No vaccinations are required to enter the Cook Islands all Covid restrictions have been removed and only if you are arriving (or transiting) within 6 days of visiting an area infected with Yellow Fever. However, we recommend you discuss your health needs with a doctor prior to the commencement of any travel. Medical and dental services are available 24 hours a day.
There are no poisonous animals or insects in the Cook Islands although mosquito repellent is advisable.
Travel Insurance is highly recommended for all travellers to the Cook Islands. To ensure you have financial cover in the event that travel plans need to be changed due to COVID-19. Please ensure you fully understand what your Travel Insurance policy covers and whether it covers cancellation fees and amendments should you become ill. Inclusive of medical coverage including pandemics as a stipulation.
If you or a family member tests positive for COVID-19 during your stay, appropriate insurance will be needed to cover costs related to room relocation and booking extensions, rebooking airline tickets and any associated medical costs.
Cook Islands Maori is the local language although everyone speaks English.
Religion & Church
Cook Islanders are devout Christians and Sundays are regarded as a day of rest. Very few shops or tourist activities open on a Sunday. There are several denominations who welcome visitor’s attendance at church.
Business hours are 8am-4pm Monday to Friday and 8am-12 noon on Saturday. The main shopping area is in downtown Avarua where visitors will find unique black pearls, quality handcrafts, island art and colourful clothing. The local Punanga Nui Market comes alive every Saturday from 6am to midday with plenty of variety and bargains to be had. The market is also a great place to sample some of the local dishes including home-baked coconut rolls, eke (octopus) and ika mata (marinated raw fish).
Transportation & Driving
The island of Rarotonga is only 32km in circumference and it takes about one hour to travel right around. There are two main roads on Rarotonga – you can circle the island on the Ara Tapu sealed road through the villages and past the beaches, or you can take the older inland road which winds through local farmland.
The motor scooter is a popular, fun way to see the sites, however, motorbikes, cars and jeeps are also available for hire. The ‘Island Bus’ offers a convenient low-cost method of transport, operating a regular schedule around the island (in both directions). It will pick you up and set you down anywhere on request.

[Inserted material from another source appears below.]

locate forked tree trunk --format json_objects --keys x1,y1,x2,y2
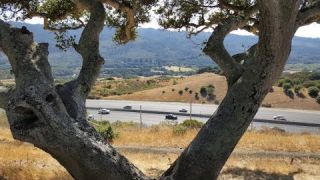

Driving is on the left-hand side of the road and visitors from Australia can now drive in the Cook Islands using their overseas license. Note, if you want to ride a scooter or motorbike and do not hold a valid motorcycle license, you will have to obtain a Cook Islands Driving License which involves a practical test at the Police Station in Avarua and payment of NZ$20 license fee and NZ$5 practical fee.
Tipping is not a custom in the Cook Islands.
The Cook Islands lie to the east of the International Date Line, 20hrs behind Australia (AEST).
Some visitors prefer to boil water before use, however, most hotels have water filter systems. Bottled water is readily available from local shops.